14 Kasım 20195 dk okuma

“Buğdayda küresel talep bu yıl artıyor. Dünya buğday ihracatçılarının 2019/20 sezonunda tedarik etmesi gereken ek tüketim miktarı neredeyse 20 milyon ton. Artışın yarısı hayvan yemi, geri kalanı da değirmencilik, nişasta ve etanol endüstrileri kaynaklı. Buğday fiyatları ise son birkaç aydaki düşüşün ardından daha da düşme potansiyeline sahip değil. Rusya’da bile, fiyatlar çiftçiler için üretim marjlarının önemli ölçüde azalacağı seviyelerde geziniyor.”

Andrée DefoisAndrée Defois Başkan Stratégie Grains / Tallage Dünya fiyatlarının daha da düşmesi için ümitlenen buğday tüccarlarının bu ümitlerini kestiği görülüyor. Bugünün fiyatları zaten düşükken, talebin yüksek olması bekleniyor ve arz ile ilgili bazı belirsizlikler de mevcut.

Bununla birlikte, küresel buğday üretimi, bu sezon Avrupa’daki (+ yüzde 12) çok iyi hasadın akabinde ve Karadeniz ülkelerinde (esasen Ukrayna) Hindistan, Çin ve Ortadoğu’da geçen yıla göre daha iyi bir verimin alınmasının ardından güçlü bir şekilde toparlandı. Avustralya’da, bu yılki hasadın geçen yılki felaket sonucu geçmesi gerekiyor. Ancak devam eden kuraklık sebebiyle özellikle de ülkenin doğu bölgelerinde şiddetli olmasından dolayı görünüm pek muhteşem değil. Arjantin’de, geçen yıla göre daha büyük buğday ekim alanı ile potansiyel üretim, şimdiye kadar geçen yılın seviyesini aşma şansı yakalamıştı. Ancak, eylül ayındaki kurak hava ve sıcaklıklardaki düşüş nedeniyle bu olumlu görünüm kayboldu. Ayrıca Kuzey Amerika’daki durum da endişe kaynağı. Sonuçta küresel buğday üretiminin, 35 milyon ton artarak 735 milyon tona çıkması beklenmektedir (+ yüzde 5). Bununla birlikte bu artış, beklenenden düşük kalmakta ve son birkaç haftada üretim tahminleri gitgide düşmektedir.

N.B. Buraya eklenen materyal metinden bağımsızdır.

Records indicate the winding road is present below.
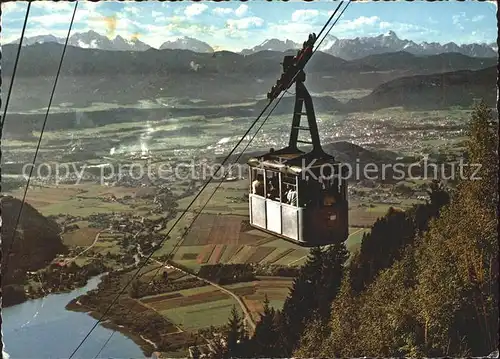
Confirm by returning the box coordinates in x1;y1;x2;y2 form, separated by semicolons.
144;255;256;332
64;229;105;265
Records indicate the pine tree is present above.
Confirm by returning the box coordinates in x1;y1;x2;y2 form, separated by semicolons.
277;243;349;355
427;180;450;210
294;100;498;358
225;305;244;358
463;99;498;214
279;247;325;354
414;100;499;356
251;294;278;357
317;243;349;320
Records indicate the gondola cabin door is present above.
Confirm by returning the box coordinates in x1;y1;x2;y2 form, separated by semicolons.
248;165;348;246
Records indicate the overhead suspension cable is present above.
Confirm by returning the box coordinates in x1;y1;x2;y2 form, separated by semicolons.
3;1;79;273
73;2;350;358
157;0;353;282
69;53;284;359
311;1;351;55
92;99;283;359
1;1;31;129
89;2;350;357
161;1;354;259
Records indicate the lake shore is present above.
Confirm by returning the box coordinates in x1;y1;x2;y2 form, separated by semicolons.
66;299;156;357
2;274;146;359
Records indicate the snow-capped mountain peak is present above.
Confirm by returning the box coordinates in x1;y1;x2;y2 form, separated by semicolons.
320;31;497;59
11;34;61;46
240;38;300;55
69;31;151;51
8;30;497;59
159;36;214;53
317;35;338;51
9;30;151;51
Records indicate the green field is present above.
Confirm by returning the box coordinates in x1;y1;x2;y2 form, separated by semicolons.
346;228;371;253
139;278;293;331
161;298;243;330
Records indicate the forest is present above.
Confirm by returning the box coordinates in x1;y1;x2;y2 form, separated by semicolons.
201;100;499;358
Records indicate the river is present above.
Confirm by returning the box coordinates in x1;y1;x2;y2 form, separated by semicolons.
2;275;147;359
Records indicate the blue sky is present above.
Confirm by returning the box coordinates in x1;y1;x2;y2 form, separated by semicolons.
1;0;497;51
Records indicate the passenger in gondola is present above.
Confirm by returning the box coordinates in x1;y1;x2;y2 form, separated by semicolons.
281;184;288;202
252;174;264;196
286;185;298;206
267;177;279;200
323;178;340;206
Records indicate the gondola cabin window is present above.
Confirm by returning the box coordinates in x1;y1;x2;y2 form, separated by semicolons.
296;174;347;208
250;168;265;197
265;170;281;202
281;174;298;207
247;164;349;245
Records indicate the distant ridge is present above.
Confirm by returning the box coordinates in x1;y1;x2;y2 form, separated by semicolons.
1;41;496;111
10;30;497;58
346;66;497;111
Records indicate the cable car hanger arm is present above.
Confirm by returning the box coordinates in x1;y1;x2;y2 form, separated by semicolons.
266;1;344;102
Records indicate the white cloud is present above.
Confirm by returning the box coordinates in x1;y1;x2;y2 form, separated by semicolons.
152;10;163;18
30;10;93;27
291;10;319;22
267;21;316;42
379;21;391;29
212;7;233;16
452;12;466;25
351;16;380;26
234;4;248;17
124;6;141;17
226;16;264;30
451;12;466;30
1;2;24;12
32;1;75;13
19;1;79;25
335;16;380;32
133;21;215;48
184;3;208;18
472;15;485;22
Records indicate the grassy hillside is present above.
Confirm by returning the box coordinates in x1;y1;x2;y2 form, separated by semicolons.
347;66;497;111
1;195;67;306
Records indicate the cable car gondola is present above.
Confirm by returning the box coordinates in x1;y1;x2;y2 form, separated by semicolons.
247;38;349;246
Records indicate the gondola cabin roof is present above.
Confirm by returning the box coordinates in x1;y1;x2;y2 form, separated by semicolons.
247;149;346;176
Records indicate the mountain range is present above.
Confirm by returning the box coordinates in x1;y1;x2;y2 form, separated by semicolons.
10;30;497;59
11;30;151;52
2;40;496;112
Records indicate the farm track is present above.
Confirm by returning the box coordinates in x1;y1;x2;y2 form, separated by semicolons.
64;229;105;264
143;255;257;332
133;297;184;334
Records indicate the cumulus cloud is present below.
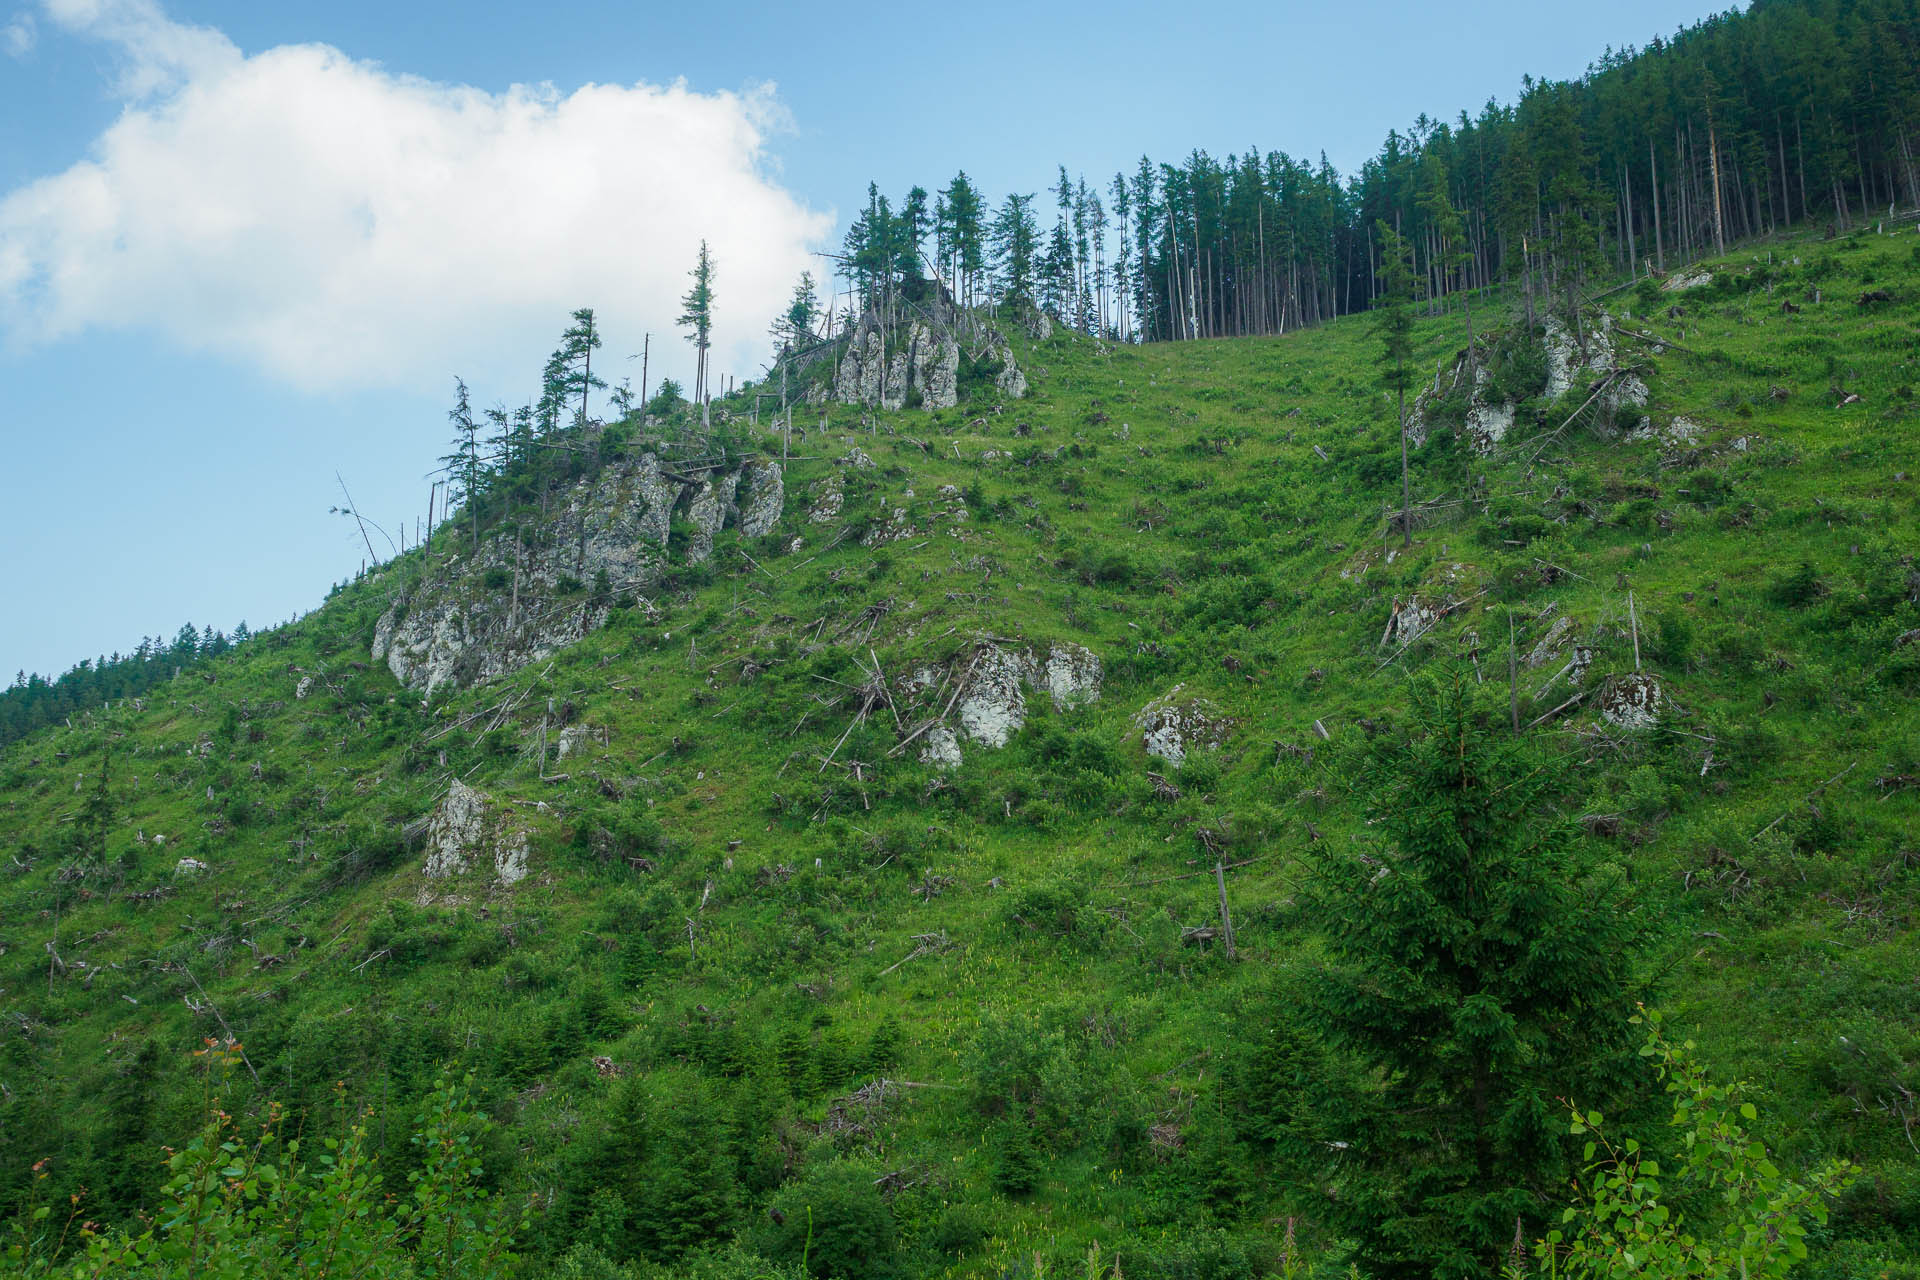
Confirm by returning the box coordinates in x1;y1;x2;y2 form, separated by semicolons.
0;0;832;394
2;11;33;56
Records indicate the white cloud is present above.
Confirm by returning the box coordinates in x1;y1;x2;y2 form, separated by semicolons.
2;11;34;56
0;0;832;395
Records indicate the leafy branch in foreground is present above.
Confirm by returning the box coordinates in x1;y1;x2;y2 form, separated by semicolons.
1539;1010;1858;1280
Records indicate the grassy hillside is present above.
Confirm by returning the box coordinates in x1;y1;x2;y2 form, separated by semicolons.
3;225;1918;1279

GÜÇLÜ TALEP Buğdayda küresel talep bu yıl artıyor. Bu durumu ele almak gerekiyor. Çünkü dünya buğday ihracatçılarının 2019/20 sezonunda tedarik etmesi gereken ek tüketim miktarı neredeyse 20 milyon ton. Artışın yarısı hayvan yemi ile ilgili iken geri kalanı da öğütme, nişasta ve etanol endüstrileriyle ilgili.

Nişasta ve etanol endüstrilerinde buğday için artan sanayi talebi, çoğunlukla Avrupa kaynaklı. Buğday fiyatlarının düşmesi, buğday bazlı etanol üreticileri için maliyet üzerinde kazançları canlandırdı. Özellikle bu durum İngiltere için geçerlidir. Bu ülkedeki yüksek hasat ve ticaret yönetmelikleri belirsizliğini korurken (Brexit nedeniyle suların iyice bulanıklaşmasından önce) yeni sezon ilk döneminde mümkün olduğunca fazla malı paraya çevirme gerekliliği ile buğday fiyatları önemli ölçüde düştü. AB’nin kuzey ve doğu bölgelerinde üretim kapasitelerinin yükselmesi nedeniyle de nişasta üretiminde buğday talebi artıyor.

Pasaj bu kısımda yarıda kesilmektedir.